Panelin açılış konuşmasını Başkan Tunç Soyer yaptı. İzmir’in 9 Eylül’den İktisat Kongresi’ne kadar Türkiye tarihine yön veren dönüm noktalarının 100’üncü yılında fark yarattığını ifade eden Başkan Soyer, “Tarihi olayların 100. yıldönümlerinin her zaman farklı bir anlamı vardır. Tarihin akışını değiştiren bu olayların 100. yılında, İzmir’in Büyükşehir Belediye Başkanı olarak görev yapmaktan dolayı büyük bir onur duyuyorum.
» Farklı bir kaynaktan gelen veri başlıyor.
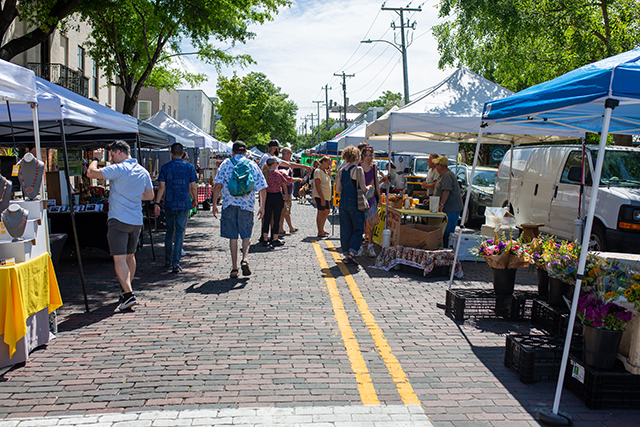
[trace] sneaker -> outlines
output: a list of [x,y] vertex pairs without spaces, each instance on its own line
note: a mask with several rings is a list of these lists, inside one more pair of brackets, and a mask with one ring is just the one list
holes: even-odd
[[180,256],[187,256],[187,253],[184,251],[184,249],[180,249]]
[[134,305],[138,304],[138,300],[136,299],[135,295],[131,295],[129,298],[127,298],[125,301],[122,301],[120,303],[120,305],[118,306],[118,309],[120,310],[126,310],[128,308],[133,307]]
[[165,261],[164,268],[171,268],[171,261]]
[[264,246],[265,248],[269,248],[271,247],[271,243],[267,240],[263,240],[262,241],[262,246]]
[[375,258],[376,256],[376,250],[373,249],[373,245],[369,245],[369,257]]
[[182,267],[180,267],[180,264],[175,264],[171,269],[172,273],[180,273],[181,271],[182,271]]
[[284,245],[284,242],[280,239],[276,239],[276,240],[272,240],[271,241],[271,246],[282,246]]
[[364,254],[364,246],[360,246],[360,249],[358,249],[358,253],[356,254],[356,256],[362,256]]

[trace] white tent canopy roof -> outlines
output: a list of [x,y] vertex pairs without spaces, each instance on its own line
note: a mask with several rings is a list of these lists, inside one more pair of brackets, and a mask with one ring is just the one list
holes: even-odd
[[[462,67],[410,104],[390,110],[367,126],[368,138],[476,142],[484,104],[513,92]],[[504,135],[508,134],[508,135]],[[555,135],[555,136],[549,136]],[[580,138],[582,132],[556,127],[497,125],[483,132],[483,142],[521,144]],[[409,139],[409,140],[411,140]]]
[[0,60],[0,100],[37,102],[36,75],[33,71]]
[[[213,143],[211,142],[211,137],[200,135],[192,131],[162,110],[158,111],[145,121],[156,125],[160,129],[164,129],[176,135],[190,139],[193,141],[196,148],[212,148]],[[207,143],[209,144],[209,147],[207,147]]]
[[225,144],[224,142],[218,141],[216,138],[214,138],[213,136],[209,135],[208,133],[206,133],[205,131],[200,129],[191,120],[182,119],[182,120],[180,120],[180,123],[182,123],[187,129],[191,130],[192,132],[195,132],[198,135],[202,135],[203,137],[205,137],[206,138],[205,139],[205,144],[206,144],[205,148],[209,148],[211,150],[218,151],[218,152],[230,152],[231,151],[227,144]]

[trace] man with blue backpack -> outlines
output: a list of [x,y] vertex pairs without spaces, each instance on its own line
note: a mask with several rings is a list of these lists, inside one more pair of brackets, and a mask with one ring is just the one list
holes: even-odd
[[236,141],[232,147],[232,157],[220,165],[213,180],[212,210],[218,217],[218,197],[222,193],[222,216],[220,218],[220,237],[229,239],[231,249],[232,279],[238,278],[238,235],[242,239],[242,275],[249,276],[251,269],[247,256],[253,230],[253,212],[256,204],[256,191],[259,194],[258,219],[264,215],[267,182],[258,169],[258,165],[246,157],[247,146]]

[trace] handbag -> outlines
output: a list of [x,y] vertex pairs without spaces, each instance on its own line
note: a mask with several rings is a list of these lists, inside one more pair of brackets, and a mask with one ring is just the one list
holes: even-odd
[[369,199],[367,198],[367,191],[360,188],[360,181],[358,181],[358,210],[361,212],[367,212],[369,210]]

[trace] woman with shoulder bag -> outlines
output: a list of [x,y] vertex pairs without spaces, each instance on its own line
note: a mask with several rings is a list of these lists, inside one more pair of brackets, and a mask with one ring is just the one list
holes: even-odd
[[376,251],[373,249],[373,229],[380,222],[380,215],[378,214],[378,198],[380,197],[380,185],[378,184],[378,167],[373,160],[373,147],[366,146],[361,151],[361,165],[364,172],[365,185],[370,186],[373,191],[367,193],[367,200],[369,201],[369,210],[365,215],[364,234],[365,239],[369,246],[367,250],[363,246],[358,251],[358,255],[362,255],[363,252],[372,258],[375,258]]
[[340,194],[340,243],[344,263],[358,265],[356,255],[362,245],[366,212],[358,208],[358,189],[370,190],[364,180],[364,172],[358,163],[360,151],[350,145],[342,151],[344,164],[336,177],[336,193]]

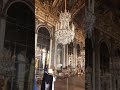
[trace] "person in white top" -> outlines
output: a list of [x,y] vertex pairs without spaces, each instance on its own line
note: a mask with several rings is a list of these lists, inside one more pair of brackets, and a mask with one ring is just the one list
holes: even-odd
[[54,90],[54,82],[56,78],[54,76],[53,70],[48,69],[48,75],[45,79],[45,90]]

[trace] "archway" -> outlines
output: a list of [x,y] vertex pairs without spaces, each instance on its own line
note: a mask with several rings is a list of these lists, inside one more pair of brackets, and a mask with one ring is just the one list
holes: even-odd
[[[37,47],[39,47],[40,52],[37,56],[38,58],[38,72],[36,74],[39,74],[41,70],[45,67],[45,65],[48,66],[49,64],[49,56],[50,56],[50,33],[49,30],[46,27],[40,27],[38,30],[38,37],[37,37]],[[39,72],[40,71],[40,72]]]
[[17,54],[34,48],[34,13],[24,3],[16,2],[8,8],[4,47],[16,49]]
[[[10,86],[9,89],[11,88],[11,90],[27,90],[28,88],[29,66],[35,55],[34,17],[34,13],[30,7],[23,2],[12,3],[7,10],[4,48],[10,50],[11,56],[16,56],[16,61],[23,61],[26,63],[22,64],[21,62],[17,62],[15,64],[16,75],[14,75],[14,81],[19,82],[20,77],[23,78],[23,81],[17,85],[17,82],[13,84],[13,81],[10,80],[13,86],[8,86]],[[23,58],[20,59],[20,56]],[[22,87],[19,87],[20,84]]]
[[101,75],[109,72],[109,50],[105,42],[102,42],[100,45],[100,70]]

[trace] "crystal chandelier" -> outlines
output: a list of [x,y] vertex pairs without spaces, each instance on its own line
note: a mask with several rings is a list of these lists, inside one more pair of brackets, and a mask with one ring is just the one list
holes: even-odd
[[66,0],[65,0],[65,12],[61,11],[59,16],[59,22],[56,24],[55,38],[57,43],[63,45],[69,44],[73,41],[75,32],[73,23],[70,25],[71,14],[66,10]]

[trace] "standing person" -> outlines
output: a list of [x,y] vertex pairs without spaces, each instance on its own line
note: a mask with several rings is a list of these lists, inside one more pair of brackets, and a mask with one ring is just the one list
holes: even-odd
[[55,76],[52,69],[48,70],[48,75],[45,80],[45,90],[54,90]]
[[48,75],[45,78],[45,90],[52,90],[53,84],[53,70],[48,69]]
[[48,73],[48,65],[45,65],[45,67],[44,67],[44,73]]
[[45,90],[45,80],[46,80],[47,75],[48,75],[48,67],[45,66],[44,75],[43,75],[43,79],[42,79],[41,90]]

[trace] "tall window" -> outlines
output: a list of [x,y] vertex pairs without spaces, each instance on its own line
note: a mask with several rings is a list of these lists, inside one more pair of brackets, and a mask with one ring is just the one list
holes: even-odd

Kurtuluştan kuruluşa giden bu sürecin kıvılcımının yakıldığı İzmir, 100 yıl sonra hala geleceği, ortak akılla inşa etmenin koşullarını aramaya devam ediyor” dedi.
“Lozan, mağlubun mağlup olduğunun resmen beyanıdır”
Başkan Soyer, “Lozan, emperyalizme karşı tarihin gördüğü en büyük halk direnişinin bir sonucudur. 100 yıl önce bugün imzalanan bu antlaşma, Anadolu direnişinin milletin kayıtsız ve şartsız egemenliğiyle sonuçlandığını tüm dünyaya ilan etti. Kuvayı Milliye ve önderimiz Mustafa Kemal’in geleceği inşa eden mücadeleci ruhu kazandı. Teslimiyet ve hayalsizlik kaybetti. Lozan’ın bizlere bıraktığı iki önemli miras vardır; birincisi bağımsızlık, ikincisi ise barış. Lozan, mağlubun mağlup olduğunun resmen beyanıdır. Bugün, bu topraklardaki hür yaşamımız bu siyasi zafer sayesindedir. Bu antlaşma, sadece ülkemizin değil, aynı zamanda emperyalizmin altında acı çeken ulusların da kaderini değiştirmiş, evrensel bir bağımsızlık bildirisine dönmüştür” diye konuştu.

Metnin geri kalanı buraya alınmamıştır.